Announcement Icon Online training class for Clinical R programming batch starts on Monday, 02Feb2026. Click here for details.

Subset observations and variables


Lesson Description
-
  • Sometimes, we want to select specific observations and variables from an existing dataset.
  • For example, we might keep only male subjects and drop the Sex column afterward.
  • This lesson shows one approach in SAS using WHERE and DROP.
  • We then mirror the same idea in R using filter() and select().
data CLASS;
infile datalines dlm='|' dsd missover;
input Name : $8. Sex : $1. Age : best32. Height : best32. Weight : best32.;
label ;
format ;
datalines4;
Alfred|M|14|69|112.5
Alice|F|13|56.5|84
Barbara|F|13|65.3|98
Carol|F|14|62.8|102.5
Henry|M|14|63.5|102.5
James|M|12|57.3|83
;;;;
run;

data males;
   set class;
   where sex="M";
   
drop sex;
run;
  • The provided SAS code creates a new dataset named "males" by extracting observations from the existing dataset "class" based on a specific condition and dropping a variable from the resulting dataset.
  • The set statement is used to read data from the "class" dataset into the "males" dataset.
  • The where statement is used to filter the observations and includes only those where the value of the "sex" variable is "M," indicating males.
  • The drop statement is used to exclude the "sex" variable from the resulting "males" dataset, effectively removing it.
  • The run; statement marks the end of the data step and executes the creation of the "males" dataset.
  • This SAS code snippet demonstrates how to create a new dataset named "males" that includes only the observations where the sex is "M," while dropping the "sex" variable. This allows for analysis and further processing of a subset of data containing only male individuals.
library(tidyverse) 

class<-tribble( 
~Name,~Sex,~Age,~Height,~Weight, 
"Alfred","M",14,69,112.5, 
"Alice","F",13,56.5,84, 
"Barbara","F",13,65.3,98, 
"Carol","F",14,62.8,102.5, 
"Henry","M",14,63.5,102.5, 
"James","M",12,57.3,83, ) 

males<-class %>% filter(Sex=="M") %>% select(-Sex)
  • The provided R Tidyverse code snippet creates a new data frame named "males" by filtering observations from the existing data frame "class" based on a specific condition and excluding a variable from the resulting data frame.
  • The %>% operator, also known as the pipe operator, is used to chain multiple operations together in a concise manner.
  • The filter function is used to select only those rows from the "class" data frame where the value of the "Sex" variable is "M," indicating males.
  • The select function, combined with the - sign, is used to exclude the "Sex" variable from the resulting "males" data frame.
  • By using the pipe operator, the filtered and selected data frame is directly assigned to the "males" object.
  • This R Tidyverse code snippet showcases how to create a new data frame named "males" that includes only the observations where the sex is "M," while excluding the "Sex" variable.
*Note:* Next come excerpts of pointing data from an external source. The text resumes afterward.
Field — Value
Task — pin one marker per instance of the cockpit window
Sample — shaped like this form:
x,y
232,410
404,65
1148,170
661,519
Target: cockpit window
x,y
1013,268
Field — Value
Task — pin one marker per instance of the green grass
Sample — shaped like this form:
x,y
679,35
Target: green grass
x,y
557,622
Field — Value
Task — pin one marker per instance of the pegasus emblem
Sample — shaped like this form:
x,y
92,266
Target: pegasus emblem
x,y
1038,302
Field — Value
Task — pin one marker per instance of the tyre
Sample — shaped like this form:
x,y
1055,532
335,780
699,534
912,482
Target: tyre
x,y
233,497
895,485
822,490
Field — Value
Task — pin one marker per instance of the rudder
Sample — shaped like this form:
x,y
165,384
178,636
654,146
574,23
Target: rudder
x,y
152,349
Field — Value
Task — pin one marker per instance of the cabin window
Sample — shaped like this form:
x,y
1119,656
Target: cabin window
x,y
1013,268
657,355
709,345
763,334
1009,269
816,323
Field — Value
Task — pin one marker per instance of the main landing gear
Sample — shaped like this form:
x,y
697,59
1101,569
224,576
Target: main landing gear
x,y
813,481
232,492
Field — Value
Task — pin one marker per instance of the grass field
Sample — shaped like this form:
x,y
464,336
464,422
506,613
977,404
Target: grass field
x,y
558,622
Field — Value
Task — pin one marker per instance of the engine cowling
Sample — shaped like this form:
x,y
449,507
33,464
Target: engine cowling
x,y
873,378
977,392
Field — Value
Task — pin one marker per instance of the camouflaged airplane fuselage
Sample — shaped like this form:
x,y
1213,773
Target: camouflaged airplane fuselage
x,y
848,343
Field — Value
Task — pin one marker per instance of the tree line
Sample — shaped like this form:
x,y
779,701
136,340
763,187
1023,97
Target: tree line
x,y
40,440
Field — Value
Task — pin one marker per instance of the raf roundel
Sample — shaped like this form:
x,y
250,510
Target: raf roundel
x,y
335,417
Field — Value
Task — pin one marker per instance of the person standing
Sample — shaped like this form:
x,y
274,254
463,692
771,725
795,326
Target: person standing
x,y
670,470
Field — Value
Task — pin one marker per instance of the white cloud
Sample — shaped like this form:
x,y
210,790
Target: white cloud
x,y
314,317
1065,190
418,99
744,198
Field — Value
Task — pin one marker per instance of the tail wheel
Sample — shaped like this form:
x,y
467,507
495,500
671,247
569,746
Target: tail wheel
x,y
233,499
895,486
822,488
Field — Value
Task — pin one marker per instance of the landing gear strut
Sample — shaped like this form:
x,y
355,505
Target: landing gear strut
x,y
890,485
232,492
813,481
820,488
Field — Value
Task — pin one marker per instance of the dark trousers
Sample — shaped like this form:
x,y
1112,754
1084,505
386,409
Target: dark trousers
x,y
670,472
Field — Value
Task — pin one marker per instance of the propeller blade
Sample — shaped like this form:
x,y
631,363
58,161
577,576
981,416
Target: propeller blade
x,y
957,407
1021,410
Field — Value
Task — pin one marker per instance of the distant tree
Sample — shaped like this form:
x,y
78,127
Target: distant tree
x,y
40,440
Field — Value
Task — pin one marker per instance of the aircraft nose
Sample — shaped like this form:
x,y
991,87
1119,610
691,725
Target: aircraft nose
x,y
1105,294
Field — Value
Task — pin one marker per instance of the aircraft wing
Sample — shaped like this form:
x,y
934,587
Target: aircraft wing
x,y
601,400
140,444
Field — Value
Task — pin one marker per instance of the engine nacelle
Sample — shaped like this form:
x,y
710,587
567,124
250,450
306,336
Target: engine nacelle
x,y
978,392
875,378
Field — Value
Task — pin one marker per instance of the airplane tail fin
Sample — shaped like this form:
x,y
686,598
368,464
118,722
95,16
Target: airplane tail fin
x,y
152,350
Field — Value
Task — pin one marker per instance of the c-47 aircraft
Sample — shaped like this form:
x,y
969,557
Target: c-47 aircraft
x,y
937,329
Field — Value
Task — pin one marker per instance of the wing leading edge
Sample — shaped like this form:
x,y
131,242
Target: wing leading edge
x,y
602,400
This enables further analysis and manipulation of a subset of data containing only male individuals.
class <- data.frame(
  Name = c("Alfred", "Alice", "Barbara", "Carol", "Henry", "James"),
  Sex = c("M", "F", "F", "F", "M", "M"),
  Age = c(14, 13, 13, 14, 14, 12),
  Height = c(69, 56.5, 65.3, 62.8, 63.5, 57.3),
  Weight = c(112.5, 84, 98, 102.5, 102.5, 83)
  , stringsAsFactors = FALSE
)

males_tmp <- class

males_tmp <- males_tmp[males_tmp$Sex=="M", ]

males_tmp <- males_tmp[, names(males_tmp) != "Sex"]

males <- males_tmp
  • Use a logical row filter to keep only males.
  • Drop a column by name from the subset to get the final result.